I hate school, no or maybe some annoying people. I hate practical now. I don't like it when she doesn't do anything, & it's not like it is my resposibility to help her with her practical. Hello, we enter the examination room alone. I'm not blaming her or whatever, but it's quite annoying seeing everyone doing their practical, & when they are lost they have their partner to turn to. Not like I don't have a partner, but my partner seems to be make of wood/like a block. There's no use talking to her, she'll just smile sweeeeetly at me & look away.


I'm not good at my practical, neither am I good at my sciences. There are times when I can't even help myself, how could I bring myself to help her. Who knows, I'm more lost than her. You know sometimes people can be silent killer. Urgh fuck I hate the feeling of being so motherfucking helpless. So screwed. It's damn annoying I swear.

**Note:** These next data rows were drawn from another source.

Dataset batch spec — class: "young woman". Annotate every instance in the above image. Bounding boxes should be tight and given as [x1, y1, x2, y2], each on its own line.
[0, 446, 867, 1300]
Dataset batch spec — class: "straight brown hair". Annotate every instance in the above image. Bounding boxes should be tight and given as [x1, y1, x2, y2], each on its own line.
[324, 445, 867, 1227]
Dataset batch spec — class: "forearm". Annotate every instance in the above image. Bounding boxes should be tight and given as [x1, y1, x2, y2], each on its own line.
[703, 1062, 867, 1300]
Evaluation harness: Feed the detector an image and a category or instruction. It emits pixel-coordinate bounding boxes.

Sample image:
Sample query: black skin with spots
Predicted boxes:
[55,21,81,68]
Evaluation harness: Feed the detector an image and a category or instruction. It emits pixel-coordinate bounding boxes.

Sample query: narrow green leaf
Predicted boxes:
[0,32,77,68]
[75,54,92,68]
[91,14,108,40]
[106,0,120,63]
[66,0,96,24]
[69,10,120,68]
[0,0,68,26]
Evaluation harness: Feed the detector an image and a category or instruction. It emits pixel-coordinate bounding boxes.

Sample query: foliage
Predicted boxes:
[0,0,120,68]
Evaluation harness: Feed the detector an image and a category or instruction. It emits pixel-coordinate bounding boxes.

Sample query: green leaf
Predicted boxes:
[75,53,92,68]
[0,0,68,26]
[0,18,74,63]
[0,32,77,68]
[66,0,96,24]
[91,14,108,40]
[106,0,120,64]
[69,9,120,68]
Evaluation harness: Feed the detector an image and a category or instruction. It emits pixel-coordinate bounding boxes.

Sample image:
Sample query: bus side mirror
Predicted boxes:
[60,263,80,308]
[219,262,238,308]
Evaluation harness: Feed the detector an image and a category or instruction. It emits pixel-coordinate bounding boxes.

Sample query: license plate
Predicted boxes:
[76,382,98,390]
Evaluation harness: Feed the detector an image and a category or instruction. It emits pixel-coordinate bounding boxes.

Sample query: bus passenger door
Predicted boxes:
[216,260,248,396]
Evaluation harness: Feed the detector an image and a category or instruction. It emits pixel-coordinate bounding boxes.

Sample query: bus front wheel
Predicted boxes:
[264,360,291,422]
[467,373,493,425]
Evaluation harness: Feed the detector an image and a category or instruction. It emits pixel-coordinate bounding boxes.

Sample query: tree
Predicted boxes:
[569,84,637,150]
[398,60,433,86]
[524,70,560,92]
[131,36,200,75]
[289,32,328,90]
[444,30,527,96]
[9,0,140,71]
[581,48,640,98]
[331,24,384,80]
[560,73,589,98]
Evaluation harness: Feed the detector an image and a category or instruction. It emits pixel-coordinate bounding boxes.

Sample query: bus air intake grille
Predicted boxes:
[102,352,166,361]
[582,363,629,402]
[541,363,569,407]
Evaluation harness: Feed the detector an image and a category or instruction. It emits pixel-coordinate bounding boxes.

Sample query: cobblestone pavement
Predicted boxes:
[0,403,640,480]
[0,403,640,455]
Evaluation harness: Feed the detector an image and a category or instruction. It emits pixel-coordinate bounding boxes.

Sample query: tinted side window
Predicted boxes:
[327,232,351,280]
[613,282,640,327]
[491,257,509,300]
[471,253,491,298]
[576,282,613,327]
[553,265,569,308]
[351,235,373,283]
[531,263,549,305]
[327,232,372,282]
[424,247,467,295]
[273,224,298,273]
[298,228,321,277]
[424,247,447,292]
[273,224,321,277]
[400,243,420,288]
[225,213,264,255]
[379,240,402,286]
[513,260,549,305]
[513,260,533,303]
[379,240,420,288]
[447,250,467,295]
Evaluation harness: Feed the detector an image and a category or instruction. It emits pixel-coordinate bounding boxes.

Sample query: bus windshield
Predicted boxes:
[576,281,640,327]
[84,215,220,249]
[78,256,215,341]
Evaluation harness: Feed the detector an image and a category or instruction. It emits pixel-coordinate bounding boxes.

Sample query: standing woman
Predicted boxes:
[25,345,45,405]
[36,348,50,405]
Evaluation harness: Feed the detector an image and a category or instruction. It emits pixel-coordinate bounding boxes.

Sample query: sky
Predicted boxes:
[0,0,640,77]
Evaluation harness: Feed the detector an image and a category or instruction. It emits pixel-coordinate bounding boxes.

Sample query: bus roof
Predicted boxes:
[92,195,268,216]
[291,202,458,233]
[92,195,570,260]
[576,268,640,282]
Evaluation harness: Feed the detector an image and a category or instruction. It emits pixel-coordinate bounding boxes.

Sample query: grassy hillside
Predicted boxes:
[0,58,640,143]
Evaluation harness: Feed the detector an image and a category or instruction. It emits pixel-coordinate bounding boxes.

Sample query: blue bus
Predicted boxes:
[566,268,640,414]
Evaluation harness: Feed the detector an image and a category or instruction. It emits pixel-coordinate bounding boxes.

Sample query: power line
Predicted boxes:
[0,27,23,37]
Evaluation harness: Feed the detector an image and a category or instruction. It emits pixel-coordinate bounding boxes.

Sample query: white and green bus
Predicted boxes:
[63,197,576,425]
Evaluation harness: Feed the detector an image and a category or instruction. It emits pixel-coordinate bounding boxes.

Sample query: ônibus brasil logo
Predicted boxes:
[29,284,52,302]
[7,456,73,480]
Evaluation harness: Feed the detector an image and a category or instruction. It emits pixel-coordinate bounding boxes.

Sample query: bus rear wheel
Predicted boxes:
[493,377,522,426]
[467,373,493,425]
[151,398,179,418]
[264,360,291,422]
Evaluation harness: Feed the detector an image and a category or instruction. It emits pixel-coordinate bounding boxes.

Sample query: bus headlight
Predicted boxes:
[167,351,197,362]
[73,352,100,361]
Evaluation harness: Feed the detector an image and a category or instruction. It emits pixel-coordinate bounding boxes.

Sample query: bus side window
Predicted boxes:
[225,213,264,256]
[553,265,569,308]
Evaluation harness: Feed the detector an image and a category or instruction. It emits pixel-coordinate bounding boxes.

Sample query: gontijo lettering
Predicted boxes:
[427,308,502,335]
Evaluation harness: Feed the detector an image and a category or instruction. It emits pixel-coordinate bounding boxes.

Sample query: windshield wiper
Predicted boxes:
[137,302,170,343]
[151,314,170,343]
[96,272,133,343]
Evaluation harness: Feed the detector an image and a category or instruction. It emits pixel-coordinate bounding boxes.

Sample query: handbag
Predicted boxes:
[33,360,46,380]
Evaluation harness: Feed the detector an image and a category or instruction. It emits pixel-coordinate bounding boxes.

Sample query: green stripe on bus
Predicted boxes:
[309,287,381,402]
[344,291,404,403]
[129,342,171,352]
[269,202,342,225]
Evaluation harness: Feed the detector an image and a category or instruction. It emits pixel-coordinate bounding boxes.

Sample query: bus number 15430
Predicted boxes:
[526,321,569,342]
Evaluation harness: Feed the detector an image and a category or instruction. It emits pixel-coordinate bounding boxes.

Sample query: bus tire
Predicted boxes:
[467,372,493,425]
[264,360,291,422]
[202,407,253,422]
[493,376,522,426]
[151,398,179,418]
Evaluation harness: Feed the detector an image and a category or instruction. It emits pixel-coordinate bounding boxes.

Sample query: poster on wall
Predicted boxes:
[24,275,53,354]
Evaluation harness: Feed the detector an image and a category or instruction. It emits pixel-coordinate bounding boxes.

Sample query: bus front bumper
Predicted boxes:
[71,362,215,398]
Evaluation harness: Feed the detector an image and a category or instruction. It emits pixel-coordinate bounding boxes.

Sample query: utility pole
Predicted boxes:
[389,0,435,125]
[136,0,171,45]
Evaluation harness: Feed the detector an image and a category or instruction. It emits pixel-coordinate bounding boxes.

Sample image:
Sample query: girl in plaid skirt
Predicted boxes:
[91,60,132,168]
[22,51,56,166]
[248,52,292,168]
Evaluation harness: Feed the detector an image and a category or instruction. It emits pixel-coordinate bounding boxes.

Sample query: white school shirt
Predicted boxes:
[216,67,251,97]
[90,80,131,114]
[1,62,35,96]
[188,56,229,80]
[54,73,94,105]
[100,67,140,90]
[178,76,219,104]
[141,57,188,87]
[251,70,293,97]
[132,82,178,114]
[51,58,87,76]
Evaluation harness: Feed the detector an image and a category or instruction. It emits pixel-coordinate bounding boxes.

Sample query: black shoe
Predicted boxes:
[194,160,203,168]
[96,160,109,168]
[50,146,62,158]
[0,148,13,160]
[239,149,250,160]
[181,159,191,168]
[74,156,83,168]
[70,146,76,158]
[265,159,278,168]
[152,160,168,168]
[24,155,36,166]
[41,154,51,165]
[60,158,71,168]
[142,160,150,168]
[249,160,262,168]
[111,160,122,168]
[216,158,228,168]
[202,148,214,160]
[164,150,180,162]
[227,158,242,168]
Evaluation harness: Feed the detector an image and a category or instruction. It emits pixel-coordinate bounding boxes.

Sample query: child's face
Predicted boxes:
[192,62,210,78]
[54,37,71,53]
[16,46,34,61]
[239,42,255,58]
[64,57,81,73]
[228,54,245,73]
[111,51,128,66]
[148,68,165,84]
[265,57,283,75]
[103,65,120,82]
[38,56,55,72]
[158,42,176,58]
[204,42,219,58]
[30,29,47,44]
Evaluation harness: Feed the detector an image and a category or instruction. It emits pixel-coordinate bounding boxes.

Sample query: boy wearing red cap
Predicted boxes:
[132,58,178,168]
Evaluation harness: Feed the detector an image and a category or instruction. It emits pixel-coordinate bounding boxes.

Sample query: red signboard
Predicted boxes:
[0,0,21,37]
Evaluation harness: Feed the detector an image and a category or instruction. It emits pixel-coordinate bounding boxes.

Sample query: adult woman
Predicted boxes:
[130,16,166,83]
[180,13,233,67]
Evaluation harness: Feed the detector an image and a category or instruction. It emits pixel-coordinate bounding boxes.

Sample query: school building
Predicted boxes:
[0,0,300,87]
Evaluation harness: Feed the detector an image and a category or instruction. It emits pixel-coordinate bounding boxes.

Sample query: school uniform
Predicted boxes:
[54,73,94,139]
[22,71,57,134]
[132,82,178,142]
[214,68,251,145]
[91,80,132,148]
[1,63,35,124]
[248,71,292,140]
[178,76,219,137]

When I don't help her, yeah thooose people would think that I'm not helping her, yeah I'm selfish or whatever. Eh so what if I'm selfish, put yourself into my shoes lah, try being her partner & lets see if you would help her or not. Hell, I'm not even good at it myself, how could I help others -.- Lastly, it isn't my responsible.


K whatever. I don't hate her. Just that I find it damn annoying, you know I can't work with such people, even though if you say adapt to the surrounding. I can adapt, but hello the surrounding isn't responding at all. Maybe I'm really easily annoyed by others, but if you were me, wouldn't you find it annoying? Getting all the apparatus for your partner & yourself. It's like .. I don't know, no words can describe how I feel. But thanks Sarah, she's always trying to help her & me in practical though. Heehee thannnks!



Yeah, I'm like damn annoyed.


Oh one more, I think H is horrible horrible horrible. I don't like people touching my things. Are you that eager to get everything off & you took all those stuffs & put it on others table?!?! Eh wait, that table also not yours lor. You didn't think about S at all, just dump it all there. Omgz what a horrible person you are. Damn annoying. You could just leave it there first what righhhht?!?!?! Go bang wall & die, I hope you can get out of my sight. No, I'm not the only one disliking you.



I don't know what's with me but I just don't like it.

Yeah H shouldn't even talk to me or annoy me any further. I think my words can be really harsh. So sometimes I chose not to talk, especially right infront of you.